MONTREAL (Reuters) - An Air Canada flight was diverted on Thursday to Hawaii after a sudden case of severe turbulence left 35 passengers with minor injuries, the carrier said in a statement.
Flight AC33, carrying 269 passengers and 15 crew, was flying from Vancouver to Sydney, Australia, when the Boeing 777 aircraft “encountered unforecasted and sudden turbulence approximately two hours past Hawaii,” the carrier said. The plane was diverted to Honolulu and landed at 12:45 pm EST.
The passengers were taken to hospital and nine of them suffered “serious” injuries, local media reported, citing Hawaiian officials.
All customers except one had now left the hospital, while the remaining person was also expected to be released, a spokesperson for Air Canada said later on Thursday.

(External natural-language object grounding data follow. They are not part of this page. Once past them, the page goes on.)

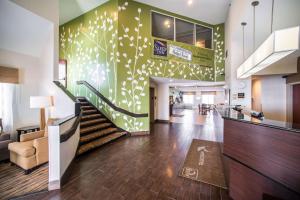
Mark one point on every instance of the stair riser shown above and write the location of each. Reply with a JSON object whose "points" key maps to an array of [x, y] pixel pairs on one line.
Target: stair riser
{"points": [[83, 125], [95, 146], [89, 113], [93, 130]]}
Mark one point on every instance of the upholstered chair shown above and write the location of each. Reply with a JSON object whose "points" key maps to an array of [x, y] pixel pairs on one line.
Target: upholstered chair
{"points": [[31, 151]]}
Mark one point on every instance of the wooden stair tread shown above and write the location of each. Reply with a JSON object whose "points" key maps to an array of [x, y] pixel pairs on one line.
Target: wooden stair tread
{"points": [[92, 121], [97, 134], [86, 117], [89, 111], [87, 107], [99, 142], [94, 128]]}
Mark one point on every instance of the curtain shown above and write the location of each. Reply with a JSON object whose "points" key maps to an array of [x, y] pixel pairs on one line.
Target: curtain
{"points": [[7, 92]]}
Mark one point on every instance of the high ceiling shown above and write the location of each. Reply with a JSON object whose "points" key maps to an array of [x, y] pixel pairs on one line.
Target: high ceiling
{"points": [[70, 9], [210, 11], [22, 31]]}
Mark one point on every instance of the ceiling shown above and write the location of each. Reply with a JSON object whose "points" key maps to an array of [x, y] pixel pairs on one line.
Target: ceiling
{"points": [[209, 11], [22, 31], [70, 9]]}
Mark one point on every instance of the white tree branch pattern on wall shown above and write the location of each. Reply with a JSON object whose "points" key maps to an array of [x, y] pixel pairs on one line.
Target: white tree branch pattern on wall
{"points": [[114, 55]]}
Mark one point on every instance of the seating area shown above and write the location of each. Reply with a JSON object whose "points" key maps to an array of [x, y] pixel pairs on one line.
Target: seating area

"(The plane) must've dropped about 100 feet or something because we all went up to the ceiling like throughout the plane," one report (here) quoted a passenger as saying.
“The seat in front of me, the girl hit the plastic overhead and actually snapped and broke it, and the oxygen masks came down, and a lot of panic,” the passenger, Michael Bailey, told Hawaii News Now.
The carrier’s initial reports were of 25 people with minor injuries. Medical personnel were on standby to examine passengers in Honolulu, Air Canada said earlier.
A case of severe turbulence in June on a flight from Kosovo to France was captured on video, showing a flight attendant hitting the ceiling and another praying.
In another case, 29 people were injured after a Turkish Airlines flight encountered severe turbulence on its approach to New York’s John F. Kennedy International Airport in March.